La Russie et l'Ukraine se sont également mises à exporter leur acier à tout va. Leur monnaie, le rouble et la hryvnia ont perdu la moitié de leur valeur en un an, ce qui rend l'acier de ces deux pays très compétitifs, d'autant que la production est intégrée, précise notre expert, avec les mines de charbon et de fer à proximité des hauts fourneaux. La conséquence, c'est le plongeon des prix de l'acier, qui met en péril l'industrie sidérurgique d'autres nations. L'Indonésie a réagi en imposant une taxe de 26 % sur l'acier de construction importé, chinois principalement, comme dans toute l'Asie du Sud-Est où Pékin a signé beaucoup d'accords commerciaux.
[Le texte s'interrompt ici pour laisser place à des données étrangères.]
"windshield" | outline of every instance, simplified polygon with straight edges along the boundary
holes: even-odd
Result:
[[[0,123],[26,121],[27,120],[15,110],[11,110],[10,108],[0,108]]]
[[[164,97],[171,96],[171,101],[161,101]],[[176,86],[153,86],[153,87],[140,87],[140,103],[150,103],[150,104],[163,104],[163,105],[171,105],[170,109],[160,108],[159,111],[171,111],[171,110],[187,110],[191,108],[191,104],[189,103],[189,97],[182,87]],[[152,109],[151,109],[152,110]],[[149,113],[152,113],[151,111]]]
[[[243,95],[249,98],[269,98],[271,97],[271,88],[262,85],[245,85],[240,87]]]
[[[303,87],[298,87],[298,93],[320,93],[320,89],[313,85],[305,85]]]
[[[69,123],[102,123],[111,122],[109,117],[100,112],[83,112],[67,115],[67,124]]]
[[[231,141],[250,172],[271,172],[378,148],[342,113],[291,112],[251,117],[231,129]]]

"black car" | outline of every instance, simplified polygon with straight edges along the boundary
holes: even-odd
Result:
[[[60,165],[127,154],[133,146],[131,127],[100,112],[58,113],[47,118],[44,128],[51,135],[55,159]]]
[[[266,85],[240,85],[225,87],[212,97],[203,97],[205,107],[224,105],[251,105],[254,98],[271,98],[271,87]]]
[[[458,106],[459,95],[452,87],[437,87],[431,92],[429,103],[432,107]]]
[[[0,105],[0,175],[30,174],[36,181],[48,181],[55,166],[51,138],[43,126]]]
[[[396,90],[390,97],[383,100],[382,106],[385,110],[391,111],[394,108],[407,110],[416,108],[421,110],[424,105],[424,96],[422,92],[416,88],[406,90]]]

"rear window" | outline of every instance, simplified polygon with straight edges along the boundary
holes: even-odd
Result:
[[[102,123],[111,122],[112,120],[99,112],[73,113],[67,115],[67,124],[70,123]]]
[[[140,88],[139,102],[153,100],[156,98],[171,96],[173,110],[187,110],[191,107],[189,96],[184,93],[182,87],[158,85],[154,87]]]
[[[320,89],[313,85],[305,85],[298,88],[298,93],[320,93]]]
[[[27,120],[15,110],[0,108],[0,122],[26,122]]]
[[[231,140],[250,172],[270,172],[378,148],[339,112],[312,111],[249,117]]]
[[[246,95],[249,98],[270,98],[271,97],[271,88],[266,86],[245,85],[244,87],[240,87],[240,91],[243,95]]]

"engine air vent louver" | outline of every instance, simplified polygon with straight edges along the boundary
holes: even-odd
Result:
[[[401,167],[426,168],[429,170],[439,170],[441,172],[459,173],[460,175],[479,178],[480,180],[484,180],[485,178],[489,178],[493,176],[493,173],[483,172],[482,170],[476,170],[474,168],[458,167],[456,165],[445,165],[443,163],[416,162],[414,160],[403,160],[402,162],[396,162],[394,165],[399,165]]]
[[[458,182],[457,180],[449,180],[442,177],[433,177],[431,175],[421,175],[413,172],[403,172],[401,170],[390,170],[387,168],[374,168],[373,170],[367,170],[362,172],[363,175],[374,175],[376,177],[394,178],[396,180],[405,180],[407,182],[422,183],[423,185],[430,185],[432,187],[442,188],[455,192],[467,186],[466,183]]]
L'Inde a également pris peur. Grosse productrice d'acier, elle est redevenue importatrice nette l'an dernier avec des volumes d'acier chinois qui ont doublé : New Delhi vient d'imposer des droits de douane, les cinq mégaprojets d'infrastructures tombent également à pic pour soutenir la sidérurgie indienne. La Turquie, grande nation de l'acier, vient de lancer une enquête. Aux États-Unis et en Europe, inondés également, pas de mesure de rétorsion pour l'instant, mais les aciéristes souffrent du plongeon des prix, au plus bas depuis cinq ans, leurs marges ne sont sauvées que par la baisse des prix du fer, du charbon et de l'énergie.

Eurofer a tout de même demandé à l'Union européenne de protéger l'acier européen de l'acier chinois, rapporte MPE-Media ; il contient deux fois plus de bore qu'autorisé pour bénéficier d'une exemption de taxe à l'export en Chine, alors qu'il est vendu comme un acier sans alliage en Europe, avec pourtant des qualités moindres.